- Film poster
- Directed by: Mora Stephens
- Screenplay by: Mora Stephens; Joel Viertel;
- Produced by: Joel Viertel
- Starring: Matthew Mabe; Woodwyn Koons; Alek Friedman;
- Cinematography: Andreas Burgess; Brian O'Carroll;
- Edited by: Joel Viertel
- Music by: H. Scott Salinas; Danny Manor;
- Production company: Hyphenate Films
- Distributed by: Cinema Libre Studio
- Release dates: April 25, 2005 (Tribeca); October 20, 2006 (United States);
- Running time: 95 minutes
- Country: United States
- Language: English

= Conventioneers =

2005 film by Mora Stephens

Conventioneers is a 2005 American romantic comedy film directed by Mora Stephens (in her feature directorial debut), who co-wrote the screenplay with Joel Viertel. It stars Matthew Mabe, Woodwyn Koons, and Alek Friedman. It revolves around a Republican man who, visiting New York City for the first time as a delegate to the Republican National Convention, falls into an unlikely affair with a Democratic woman.

The film had its world premiere at the Tribeca Film Festival on April 25, 2005, and was given a limited theatrical release in the United States on October 20, 2006, by Cinema Libre Studio. It received mixed-to-positive reviews from critics, and won the John Cassavetes Award at the 21st Independent Spirit Awards.

==Cast==
- Matthew Mabe as David Massey
- Woodwyn Koons as Lea Jones
- Alek Friedman as Dylan Murtaugh
- Alicia Harding as Elizabeth Massey
- Krista Kujat as Elena Murtaugh
- Robert O'Gorman as Nat Jones
- Nathan Phillips as Phil Zando
- Joe Schiappa as Joe Henderson
- Kate Duyn as Ann Cameron

==Production==
Principal photography took place in New York City in 2004. In a 2007 interview, Mora Stephens explained her vision for the film:

I developed the characters and many of the scenes with the actors in rehearsal, so going into it, working in these real environments, the actors always knew who the characters were. There was never a moment where they didn't know what was going on, but I wanted the film to feel as real as possible and also give the actors as much freedom as possible, so the style grew out of that. I wanted it to feel as close to being a documentary without really being a documentary.

==Reception==
 Metacritic, which uses a weighted average, assigned the film a score of 60 out of 100, based on 6 critics, indicating "mixed or average" reviews.

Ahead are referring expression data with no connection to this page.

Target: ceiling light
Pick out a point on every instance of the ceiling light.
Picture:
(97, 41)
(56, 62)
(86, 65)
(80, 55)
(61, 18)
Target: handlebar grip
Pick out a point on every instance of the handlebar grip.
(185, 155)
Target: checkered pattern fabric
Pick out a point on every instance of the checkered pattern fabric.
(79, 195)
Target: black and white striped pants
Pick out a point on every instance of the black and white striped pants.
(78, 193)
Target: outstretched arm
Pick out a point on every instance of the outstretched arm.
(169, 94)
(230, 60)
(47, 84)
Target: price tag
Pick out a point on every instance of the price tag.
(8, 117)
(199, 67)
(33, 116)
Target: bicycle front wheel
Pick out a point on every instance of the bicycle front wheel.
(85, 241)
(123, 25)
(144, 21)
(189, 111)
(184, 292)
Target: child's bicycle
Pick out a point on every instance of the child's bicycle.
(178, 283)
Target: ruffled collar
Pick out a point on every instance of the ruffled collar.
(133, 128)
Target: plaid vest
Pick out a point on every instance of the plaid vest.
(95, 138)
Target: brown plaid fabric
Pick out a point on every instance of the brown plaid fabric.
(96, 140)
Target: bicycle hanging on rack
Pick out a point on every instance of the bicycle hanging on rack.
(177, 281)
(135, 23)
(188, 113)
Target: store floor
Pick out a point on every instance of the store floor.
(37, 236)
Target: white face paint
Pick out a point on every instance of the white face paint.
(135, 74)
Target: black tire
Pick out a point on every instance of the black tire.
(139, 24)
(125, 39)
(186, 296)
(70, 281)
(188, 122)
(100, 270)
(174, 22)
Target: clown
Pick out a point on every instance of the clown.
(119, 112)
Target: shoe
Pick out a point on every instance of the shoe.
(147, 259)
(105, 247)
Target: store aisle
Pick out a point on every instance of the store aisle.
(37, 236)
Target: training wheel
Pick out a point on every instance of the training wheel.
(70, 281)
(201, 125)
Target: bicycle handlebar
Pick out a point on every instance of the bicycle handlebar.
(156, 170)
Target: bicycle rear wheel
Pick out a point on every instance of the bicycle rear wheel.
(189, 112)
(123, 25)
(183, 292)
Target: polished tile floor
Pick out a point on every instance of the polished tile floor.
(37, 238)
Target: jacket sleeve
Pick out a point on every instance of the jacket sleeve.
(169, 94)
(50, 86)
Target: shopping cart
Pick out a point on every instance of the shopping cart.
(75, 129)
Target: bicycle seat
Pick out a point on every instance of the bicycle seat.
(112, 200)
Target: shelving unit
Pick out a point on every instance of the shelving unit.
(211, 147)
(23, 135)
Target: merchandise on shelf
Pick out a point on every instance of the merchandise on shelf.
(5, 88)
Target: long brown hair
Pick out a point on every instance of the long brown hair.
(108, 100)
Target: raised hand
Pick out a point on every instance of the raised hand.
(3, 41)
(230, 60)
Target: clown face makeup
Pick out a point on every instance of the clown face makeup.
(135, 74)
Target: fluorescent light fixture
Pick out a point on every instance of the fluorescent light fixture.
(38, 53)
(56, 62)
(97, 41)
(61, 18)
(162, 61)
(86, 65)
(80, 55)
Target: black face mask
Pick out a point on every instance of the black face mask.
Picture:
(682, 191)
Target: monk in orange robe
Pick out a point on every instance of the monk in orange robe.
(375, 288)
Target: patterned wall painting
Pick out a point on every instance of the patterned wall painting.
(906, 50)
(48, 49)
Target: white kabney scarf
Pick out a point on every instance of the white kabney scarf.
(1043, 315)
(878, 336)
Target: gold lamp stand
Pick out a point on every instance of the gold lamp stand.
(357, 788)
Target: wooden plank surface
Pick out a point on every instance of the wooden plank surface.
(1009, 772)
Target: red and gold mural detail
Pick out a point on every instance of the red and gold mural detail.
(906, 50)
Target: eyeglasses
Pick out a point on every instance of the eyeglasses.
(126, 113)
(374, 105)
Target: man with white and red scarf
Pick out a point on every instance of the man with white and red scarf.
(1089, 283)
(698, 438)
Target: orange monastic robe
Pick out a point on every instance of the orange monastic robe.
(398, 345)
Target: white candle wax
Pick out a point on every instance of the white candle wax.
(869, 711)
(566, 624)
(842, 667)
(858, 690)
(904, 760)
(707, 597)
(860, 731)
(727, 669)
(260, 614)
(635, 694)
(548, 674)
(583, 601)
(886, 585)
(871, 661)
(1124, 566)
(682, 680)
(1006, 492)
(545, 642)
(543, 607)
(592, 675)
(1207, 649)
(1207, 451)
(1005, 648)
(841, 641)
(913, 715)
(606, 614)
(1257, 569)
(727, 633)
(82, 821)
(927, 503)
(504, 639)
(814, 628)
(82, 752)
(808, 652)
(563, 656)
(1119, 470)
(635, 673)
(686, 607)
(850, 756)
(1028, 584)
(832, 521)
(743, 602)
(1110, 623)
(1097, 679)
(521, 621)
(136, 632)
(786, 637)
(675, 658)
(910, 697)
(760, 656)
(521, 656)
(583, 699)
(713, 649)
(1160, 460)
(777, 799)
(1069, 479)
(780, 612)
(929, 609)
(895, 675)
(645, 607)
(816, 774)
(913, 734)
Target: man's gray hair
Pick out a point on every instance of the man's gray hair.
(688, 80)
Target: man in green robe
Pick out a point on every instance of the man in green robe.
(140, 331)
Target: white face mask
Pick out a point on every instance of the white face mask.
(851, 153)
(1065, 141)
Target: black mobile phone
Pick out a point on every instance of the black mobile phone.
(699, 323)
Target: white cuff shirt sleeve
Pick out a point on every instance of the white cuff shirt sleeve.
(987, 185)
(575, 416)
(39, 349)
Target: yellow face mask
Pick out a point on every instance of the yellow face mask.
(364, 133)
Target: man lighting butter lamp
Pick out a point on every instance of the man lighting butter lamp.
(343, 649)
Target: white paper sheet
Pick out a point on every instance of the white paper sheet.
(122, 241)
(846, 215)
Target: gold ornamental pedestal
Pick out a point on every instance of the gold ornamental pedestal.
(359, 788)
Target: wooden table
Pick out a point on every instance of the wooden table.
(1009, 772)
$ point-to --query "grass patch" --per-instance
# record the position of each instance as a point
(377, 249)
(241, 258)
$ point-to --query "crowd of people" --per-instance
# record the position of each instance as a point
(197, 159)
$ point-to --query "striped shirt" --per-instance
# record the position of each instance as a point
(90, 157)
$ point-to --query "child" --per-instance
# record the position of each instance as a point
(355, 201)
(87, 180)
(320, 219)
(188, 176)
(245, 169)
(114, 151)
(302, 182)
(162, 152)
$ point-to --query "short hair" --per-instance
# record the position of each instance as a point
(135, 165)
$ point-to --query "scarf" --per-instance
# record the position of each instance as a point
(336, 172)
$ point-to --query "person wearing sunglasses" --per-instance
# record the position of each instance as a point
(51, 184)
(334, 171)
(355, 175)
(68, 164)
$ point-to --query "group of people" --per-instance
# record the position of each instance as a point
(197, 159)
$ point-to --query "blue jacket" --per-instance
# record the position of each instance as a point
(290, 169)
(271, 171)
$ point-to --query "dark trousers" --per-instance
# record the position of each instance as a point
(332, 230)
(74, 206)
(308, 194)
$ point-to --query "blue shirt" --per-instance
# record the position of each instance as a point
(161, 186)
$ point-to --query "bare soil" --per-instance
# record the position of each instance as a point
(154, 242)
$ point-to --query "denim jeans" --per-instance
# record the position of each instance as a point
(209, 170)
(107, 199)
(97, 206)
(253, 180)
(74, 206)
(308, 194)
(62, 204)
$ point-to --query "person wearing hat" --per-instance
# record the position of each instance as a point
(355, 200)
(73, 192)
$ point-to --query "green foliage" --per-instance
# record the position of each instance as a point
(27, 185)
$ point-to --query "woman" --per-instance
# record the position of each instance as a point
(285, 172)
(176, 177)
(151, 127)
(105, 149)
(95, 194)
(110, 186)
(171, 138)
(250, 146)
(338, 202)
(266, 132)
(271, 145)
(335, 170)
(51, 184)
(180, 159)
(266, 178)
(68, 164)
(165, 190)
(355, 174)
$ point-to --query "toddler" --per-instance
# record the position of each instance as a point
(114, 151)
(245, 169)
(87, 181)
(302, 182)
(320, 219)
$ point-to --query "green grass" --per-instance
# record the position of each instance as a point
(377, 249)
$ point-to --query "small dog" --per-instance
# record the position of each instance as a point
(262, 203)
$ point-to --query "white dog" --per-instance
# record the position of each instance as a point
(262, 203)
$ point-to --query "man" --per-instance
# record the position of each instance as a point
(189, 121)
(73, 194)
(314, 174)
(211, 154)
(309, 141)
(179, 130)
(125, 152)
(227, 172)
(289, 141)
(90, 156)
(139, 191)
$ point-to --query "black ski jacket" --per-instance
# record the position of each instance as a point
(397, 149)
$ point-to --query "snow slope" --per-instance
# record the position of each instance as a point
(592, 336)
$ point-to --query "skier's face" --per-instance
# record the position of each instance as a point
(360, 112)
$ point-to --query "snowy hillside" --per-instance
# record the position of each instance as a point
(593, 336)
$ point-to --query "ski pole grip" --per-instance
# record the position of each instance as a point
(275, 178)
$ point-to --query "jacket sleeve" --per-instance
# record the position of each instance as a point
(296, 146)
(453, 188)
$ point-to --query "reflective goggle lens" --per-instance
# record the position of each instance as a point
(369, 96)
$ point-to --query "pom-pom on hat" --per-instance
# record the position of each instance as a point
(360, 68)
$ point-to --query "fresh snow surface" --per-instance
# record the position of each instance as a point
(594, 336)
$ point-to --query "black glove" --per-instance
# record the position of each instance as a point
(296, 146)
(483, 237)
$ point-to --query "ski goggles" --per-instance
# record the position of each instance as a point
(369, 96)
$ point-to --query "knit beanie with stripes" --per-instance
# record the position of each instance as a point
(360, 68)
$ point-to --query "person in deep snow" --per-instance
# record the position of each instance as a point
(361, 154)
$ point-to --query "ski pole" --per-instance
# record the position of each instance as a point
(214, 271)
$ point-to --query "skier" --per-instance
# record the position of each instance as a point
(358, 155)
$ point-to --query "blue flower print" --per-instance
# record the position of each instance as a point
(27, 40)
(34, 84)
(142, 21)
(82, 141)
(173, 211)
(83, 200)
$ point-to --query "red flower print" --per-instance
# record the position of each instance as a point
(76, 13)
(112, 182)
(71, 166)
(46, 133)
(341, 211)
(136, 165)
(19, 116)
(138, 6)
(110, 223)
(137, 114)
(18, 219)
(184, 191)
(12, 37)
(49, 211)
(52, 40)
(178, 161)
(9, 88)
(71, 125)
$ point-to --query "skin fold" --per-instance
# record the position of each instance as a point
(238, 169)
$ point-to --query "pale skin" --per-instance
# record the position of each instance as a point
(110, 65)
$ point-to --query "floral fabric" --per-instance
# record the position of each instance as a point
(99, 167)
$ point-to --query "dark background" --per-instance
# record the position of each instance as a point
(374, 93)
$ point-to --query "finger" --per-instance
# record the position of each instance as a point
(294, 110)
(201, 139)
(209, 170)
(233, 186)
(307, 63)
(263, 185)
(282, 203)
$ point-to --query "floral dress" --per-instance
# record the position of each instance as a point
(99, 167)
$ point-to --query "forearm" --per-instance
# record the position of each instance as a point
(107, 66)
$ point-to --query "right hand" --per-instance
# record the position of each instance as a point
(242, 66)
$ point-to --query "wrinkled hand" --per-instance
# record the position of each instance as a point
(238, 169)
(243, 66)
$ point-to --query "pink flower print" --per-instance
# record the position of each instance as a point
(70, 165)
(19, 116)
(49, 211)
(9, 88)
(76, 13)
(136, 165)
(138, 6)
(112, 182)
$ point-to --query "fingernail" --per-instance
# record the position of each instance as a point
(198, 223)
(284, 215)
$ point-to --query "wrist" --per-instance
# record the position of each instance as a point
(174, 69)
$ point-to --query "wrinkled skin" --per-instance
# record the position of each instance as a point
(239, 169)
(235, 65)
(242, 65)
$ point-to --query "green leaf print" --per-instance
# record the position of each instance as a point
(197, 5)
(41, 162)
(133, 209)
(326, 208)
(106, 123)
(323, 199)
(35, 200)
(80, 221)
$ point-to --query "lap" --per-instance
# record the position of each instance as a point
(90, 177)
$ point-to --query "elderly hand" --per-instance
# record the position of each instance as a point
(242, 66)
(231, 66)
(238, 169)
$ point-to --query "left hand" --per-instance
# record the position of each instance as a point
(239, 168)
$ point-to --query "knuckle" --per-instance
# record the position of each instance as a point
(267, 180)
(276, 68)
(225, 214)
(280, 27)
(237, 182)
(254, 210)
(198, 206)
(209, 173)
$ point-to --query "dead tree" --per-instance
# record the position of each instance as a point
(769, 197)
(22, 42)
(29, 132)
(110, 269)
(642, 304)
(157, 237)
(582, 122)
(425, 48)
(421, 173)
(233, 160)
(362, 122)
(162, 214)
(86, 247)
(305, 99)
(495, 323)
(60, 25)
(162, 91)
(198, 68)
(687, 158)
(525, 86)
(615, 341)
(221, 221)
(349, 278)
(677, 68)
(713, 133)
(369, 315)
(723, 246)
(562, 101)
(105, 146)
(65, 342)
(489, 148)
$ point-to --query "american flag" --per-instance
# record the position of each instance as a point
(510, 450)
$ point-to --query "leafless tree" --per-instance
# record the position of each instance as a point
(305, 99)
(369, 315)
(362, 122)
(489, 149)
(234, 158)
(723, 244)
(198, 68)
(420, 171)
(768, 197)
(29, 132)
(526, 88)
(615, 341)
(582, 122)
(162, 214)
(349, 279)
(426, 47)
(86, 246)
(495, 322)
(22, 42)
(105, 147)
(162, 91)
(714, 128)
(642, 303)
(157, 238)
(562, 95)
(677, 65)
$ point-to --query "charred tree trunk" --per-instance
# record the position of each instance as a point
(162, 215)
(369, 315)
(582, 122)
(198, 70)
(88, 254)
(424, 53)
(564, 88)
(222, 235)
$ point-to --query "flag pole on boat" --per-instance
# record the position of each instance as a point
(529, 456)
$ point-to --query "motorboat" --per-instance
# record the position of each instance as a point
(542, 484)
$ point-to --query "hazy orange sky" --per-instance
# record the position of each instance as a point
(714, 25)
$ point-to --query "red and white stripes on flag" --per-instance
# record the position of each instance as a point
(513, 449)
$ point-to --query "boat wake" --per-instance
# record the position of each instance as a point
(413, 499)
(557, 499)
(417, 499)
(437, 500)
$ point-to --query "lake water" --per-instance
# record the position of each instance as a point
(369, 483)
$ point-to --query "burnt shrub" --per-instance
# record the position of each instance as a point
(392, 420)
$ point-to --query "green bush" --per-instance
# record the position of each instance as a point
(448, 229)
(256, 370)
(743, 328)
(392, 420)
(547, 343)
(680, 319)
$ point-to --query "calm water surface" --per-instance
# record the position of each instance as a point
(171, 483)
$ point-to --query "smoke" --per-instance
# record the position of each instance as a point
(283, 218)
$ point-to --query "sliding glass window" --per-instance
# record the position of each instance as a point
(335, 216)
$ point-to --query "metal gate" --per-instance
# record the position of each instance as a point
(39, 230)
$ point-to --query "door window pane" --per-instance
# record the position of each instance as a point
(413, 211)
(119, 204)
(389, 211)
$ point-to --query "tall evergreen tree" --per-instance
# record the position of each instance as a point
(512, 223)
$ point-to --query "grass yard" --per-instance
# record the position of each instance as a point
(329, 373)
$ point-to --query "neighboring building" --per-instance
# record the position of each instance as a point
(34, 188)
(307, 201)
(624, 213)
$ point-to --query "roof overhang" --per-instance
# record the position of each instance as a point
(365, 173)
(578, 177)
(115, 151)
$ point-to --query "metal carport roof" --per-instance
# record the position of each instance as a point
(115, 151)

Nathan Lee of The New York Times stated, "The achievement of the film has less to do with guerrilla tactics than with its shrewd interface of the personal and political." Dennis Harvey of Variety praised, "Koons, Friedman and Mabe in particular are all terrific" and also commented, "Script by Stephens and producer-editor-spouse Joel Viertel walks a tricky middle path with seemingly casual, semi-improvised aplomb." Ed Gonzalez of Slant Magazine gave Conventioneers 2.5 out of 4 stars and wrote, "The film's synthesis of fiction and documentary is smooth and compelling, especially during its climax inside Madison Square Garden, but the story is smaller than its visual britches, toeing a predictable line of conflict." Eric Kohn of IndieWire opined, "The finale is both romantically tragic and crushing in a larger sense to anyone with lingering aches from the second victory of George W. Bush."